Soy un ciudadano del comun. me preocupo siempre por cumplir las normas y las leyes, y con frecuencia los procedimientos y formas de hacerlo me parecen jartas o innecesarias , pero como se trata de la ley, hay que seguirlos.Me sorprende que un constitucionalista de tanto respeto considere que las formas que permiten reformar o cambiar la constitucion puedan ser obviadas y por tanto saltadas por una supuesta voz del pueblo, que como se recordara esta convocatoria partio claramente de un grupo de notables con capacidad de reunir tanto dinero y tanta logistica para reunir 3.800.000 firmas validas, y no precisamente de la base popular.gran parte de los actos oficials para que tengan vida, deben ser publicados en el tiempo previsto por la ley en el diario oficial, cuanto mas una convocatoria a sesiones extras del congreso con un punto de orden unico que era reformar la constuitucion.Si las normas y procedimientos pueden obviarse a aplicarse solamente si coinciden con mi criterio y conveniencia o a la importancia que yo le atribuya a la decision que se va a tomar, estamos golpeando la democracia precaria que aun sobrevive. gracias
la ley pa los de ruana
chuck (Unregistered) 2010-02-09 09:47:55

como quien dice, aquí la ley es pa los de ruana, y que no sean traquetos
las interpretaciones
Alejandro Vélez (Unregistered) 2010-02-08 19:54:29

El problema sobre el cual busca el lector una orientación es si la convocatoria a votar un referendo de reforma constitucional se ajusta o no a la Constitución Política de 1991, pues el otro punto, si hay que votar a favor o en contra de la reelección es ya una decisión política que no se infiere de ningún análisis constitucional. El artículo deja en claro que el control de constitucionalidad de la convocatoria a referendo se circunscribe a aspectos formales. Como el articulista deja sentado que la Corte debe autorizar el referendo, el supuesto obvio es que, según el autorizado concepto del doctor Charry, la convocatoria no presenta vicios de procedimiento. Este es el punto que debería haber desarrollado el artículo, puesto que ahí se centra el debate. Cómo debe votar la ciudadanía pertenece a la campaña política posterior a la autorización del referendo por parte de la Corte constitucional.
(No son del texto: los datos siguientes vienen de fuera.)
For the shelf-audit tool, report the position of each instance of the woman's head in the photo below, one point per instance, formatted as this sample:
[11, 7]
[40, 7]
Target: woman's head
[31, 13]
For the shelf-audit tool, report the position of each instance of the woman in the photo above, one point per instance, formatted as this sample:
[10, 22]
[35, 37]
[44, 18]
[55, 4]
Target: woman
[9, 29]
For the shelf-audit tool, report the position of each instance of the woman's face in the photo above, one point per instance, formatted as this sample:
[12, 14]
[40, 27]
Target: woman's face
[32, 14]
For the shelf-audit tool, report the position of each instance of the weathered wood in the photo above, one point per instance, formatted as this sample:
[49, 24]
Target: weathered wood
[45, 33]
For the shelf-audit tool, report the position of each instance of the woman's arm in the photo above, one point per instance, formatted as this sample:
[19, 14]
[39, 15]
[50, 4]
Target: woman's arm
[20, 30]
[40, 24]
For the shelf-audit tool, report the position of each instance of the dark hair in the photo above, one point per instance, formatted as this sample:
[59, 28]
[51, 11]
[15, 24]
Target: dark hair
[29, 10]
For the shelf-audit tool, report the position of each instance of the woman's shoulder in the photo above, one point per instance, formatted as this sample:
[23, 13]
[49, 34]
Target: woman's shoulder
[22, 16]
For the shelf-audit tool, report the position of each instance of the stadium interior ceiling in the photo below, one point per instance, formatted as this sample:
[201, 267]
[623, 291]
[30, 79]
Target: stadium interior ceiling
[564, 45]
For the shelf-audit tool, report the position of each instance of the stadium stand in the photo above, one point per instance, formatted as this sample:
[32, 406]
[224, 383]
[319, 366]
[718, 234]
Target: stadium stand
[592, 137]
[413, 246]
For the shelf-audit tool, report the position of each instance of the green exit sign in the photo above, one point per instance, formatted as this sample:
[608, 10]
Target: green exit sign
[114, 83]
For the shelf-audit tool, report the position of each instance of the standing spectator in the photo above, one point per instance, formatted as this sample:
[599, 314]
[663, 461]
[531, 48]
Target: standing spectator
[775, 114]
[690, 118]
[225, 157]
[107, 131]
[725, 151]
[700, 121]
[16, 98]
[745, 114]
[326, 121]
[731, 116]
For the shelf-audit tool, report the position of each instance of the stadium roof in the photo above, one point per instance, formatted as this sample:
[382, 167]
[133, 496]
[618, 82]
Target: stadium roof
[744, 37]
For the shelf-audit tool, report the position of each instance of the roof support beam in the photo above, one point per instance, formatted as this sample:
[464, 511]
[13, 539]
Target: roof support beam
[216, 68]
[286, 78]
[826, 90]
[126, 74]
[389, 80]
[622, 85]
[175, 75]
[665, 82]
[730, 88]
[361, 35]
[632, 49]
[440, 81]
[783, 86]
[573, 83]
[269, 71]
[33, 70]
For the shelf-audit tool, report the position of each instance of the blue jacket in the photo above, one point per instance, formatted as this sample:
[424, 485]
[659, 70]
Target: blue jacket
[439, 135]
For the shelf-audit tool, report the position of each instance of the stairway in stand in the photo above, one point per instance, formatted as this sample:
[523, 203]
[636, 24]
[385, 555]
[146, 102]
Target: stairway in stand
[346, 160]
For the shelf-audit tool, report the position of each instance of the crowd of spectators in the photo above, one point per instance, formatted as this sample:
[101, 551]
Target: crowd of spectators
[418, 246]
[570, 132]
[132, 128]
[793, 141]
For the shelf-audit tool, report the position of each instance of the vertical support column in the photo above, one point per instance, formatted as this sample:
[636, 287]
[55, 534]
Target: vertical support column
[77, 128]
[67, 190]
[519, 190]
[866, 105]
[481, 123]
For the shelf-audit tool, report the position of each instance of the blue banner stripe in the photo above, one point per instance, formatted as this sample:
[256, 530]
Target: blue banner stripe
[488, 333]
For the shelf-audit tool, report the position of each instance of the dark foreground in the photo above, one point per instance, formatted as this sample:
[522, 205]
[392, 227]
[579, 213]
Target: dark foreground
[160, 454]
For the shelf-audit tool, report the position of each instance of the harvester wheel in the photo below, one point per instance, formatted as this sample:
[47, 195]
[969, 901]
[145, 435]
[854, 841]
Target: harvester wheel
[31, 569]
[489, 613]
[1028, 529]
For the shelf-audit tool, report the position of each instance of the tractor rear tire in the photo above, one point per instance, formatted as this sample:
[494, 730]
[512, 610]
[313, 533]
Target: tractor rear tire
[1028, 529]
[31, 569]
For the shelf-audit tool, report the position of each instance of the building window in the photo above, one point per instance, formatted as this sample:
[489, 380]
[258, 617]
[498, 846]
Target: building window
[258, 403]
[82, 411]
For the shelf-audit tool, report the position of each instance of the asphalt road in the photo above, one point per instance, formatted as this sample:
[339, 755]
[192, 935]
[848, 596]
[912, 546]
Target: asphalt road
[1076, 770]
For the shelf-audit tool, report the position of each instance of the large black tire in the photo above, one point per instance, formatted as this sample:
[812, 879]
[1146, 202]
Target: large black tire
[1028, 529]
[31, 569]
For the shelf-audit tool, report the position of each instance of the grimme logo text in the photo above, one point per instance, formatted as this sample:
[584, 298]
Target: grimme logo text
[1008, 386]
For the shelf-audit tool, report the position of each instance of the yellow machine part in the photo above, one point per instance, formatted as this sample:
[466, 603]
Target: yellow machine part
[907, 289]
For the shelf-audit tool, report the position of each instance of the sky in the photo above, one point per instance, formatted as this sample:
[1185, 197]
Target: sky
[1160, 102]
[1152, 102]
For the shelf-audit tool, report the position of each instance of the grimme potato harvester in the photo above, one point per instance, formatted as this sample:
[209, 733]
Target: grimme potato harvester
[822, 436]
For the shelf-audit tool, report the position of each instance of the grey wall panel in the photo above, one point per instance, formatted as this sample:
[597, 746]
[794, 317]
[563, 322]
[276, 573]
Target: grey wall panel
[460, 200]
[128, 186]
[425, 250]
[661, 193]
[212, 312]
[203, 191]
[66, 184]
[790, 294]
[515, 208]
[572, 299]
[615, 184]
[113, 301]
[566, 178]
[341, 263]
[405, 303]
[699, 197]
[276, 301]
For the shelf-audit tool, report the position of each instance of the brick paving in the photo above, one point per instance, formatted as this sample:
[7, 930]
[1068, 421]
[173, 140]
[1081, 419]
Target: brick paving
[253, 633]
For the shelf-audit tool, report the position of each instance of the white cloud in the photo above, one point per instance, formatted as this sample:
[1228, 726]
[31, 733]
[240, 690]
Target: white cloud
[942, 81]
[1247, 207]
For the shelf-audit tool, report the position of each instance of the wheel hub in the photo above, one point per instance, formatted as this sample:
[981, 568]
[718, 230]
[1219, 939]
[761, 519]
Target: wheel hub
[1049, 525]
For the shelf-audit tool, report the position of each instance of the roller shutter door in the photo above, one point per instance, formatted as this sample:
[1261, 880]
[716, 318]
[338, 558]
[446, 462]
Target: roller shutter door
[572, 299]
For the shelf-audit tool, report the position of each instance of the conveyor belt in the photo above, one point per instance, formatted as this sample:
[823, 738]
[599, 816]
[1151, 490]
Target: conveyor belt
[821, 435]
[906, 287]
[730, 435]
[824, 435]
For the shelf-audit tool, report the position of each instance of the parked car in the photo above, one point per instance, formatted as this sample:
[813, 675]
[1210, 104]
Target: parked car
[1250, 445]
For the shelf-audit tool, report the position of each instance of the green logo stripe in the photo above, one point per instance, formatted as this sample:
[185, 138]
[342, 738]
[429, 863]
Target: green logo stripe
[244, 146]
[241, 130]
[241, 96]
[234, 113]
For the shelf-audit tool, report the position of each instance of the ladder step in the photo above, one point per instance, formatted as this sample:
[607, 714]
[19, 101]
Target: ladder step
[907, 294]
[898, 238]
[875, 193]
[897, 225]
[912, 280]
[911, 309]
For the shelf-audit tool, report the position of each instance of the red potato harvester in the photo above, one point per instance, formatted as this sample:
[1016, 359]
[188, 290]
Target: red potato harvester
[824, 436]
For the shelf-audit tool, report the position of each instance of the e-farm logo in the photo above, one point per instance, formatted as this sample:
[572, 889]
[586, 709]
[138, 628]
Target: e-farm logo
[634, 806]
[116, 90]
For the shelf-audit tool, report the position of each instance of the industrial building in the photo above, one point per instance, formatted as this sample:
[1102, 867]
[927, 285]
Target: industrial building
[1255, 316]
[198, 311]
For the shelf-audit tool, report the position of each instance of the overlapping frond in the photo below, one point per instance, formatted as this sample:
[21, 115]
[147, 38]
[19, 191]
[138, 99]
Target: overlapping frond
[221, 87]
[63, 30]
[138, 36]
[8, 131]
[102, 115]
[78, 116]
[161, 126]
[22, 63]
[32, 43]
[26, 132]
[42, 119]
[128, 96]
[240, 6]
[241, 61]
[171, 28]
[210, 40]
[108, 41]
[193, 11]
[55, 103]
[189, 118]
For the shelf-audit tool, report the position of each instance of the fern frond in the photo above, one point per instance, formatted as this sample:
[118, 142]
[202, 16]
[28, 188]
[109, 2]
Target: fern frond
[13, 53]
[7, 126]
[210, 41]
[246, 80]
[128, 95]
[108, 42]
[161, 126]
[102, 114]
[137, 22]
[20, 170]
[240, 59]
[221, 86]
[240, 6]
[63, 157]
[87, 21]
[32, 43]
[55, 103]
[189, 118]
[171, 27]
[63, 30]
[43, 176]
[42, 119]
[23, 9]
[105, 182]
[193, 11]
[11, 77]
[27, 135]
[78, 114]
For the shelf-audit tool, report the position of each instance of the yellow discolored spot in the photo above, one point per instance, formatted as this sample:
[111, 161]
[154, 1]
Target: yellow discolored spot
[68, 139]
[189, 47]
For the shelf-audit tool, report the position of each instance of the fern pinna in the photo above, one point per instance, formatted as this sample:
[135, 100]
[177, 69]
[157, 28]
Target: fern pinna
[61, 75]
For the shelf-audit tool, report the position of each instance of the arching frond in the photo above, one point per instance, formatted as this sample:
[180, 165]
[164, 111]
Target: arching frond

Desafortunadamente, el artículo se desentiende de lo central: demostrar que las irregularidades en la convocatoria, ya conocidas detalladamente por la opinión pública, no constituyen vicios de forma por los cuales la Corte pueda pronunciarse en contra del referendo. Si la ponencia del magistrado Sierra Porto ya se hizo pública, qué más pertinente para este análisis que invalidar sus argumentos en un análisis detallado de cada irregularidad. En mi opinión (sobre este artículo, no sobre los argumentos constitucionales en los cuales no tengo competencia para controvertir con el doctor Charry), como lector atento encuentro muchas divagaciones secundarias y me quedé esperando el debate de fondo. Cuando el articulista escribe: ?Mal haría la Corte Constitucional en impedir que los ciudadanos se pronunciaran en el referendo constitucional, con fundamento en interpretaciones que desbordan las competencias delimitadas en los artículos 241 y 379 de la Constitución? está formulando con toda claridad su tarea: cuáles son esas interpretaciones de la Corte que desbordan sus competencias. Por desgracia, la tarea no se cumplió en este artículo. Esperemos que haya sido solo aplazada y que en una próxima columna veamos el despliegue de erudición del constitucionalista para refutar esas interpretaciones en las que tantos creemos y en las que tenemos puestas esperanzas inciertas.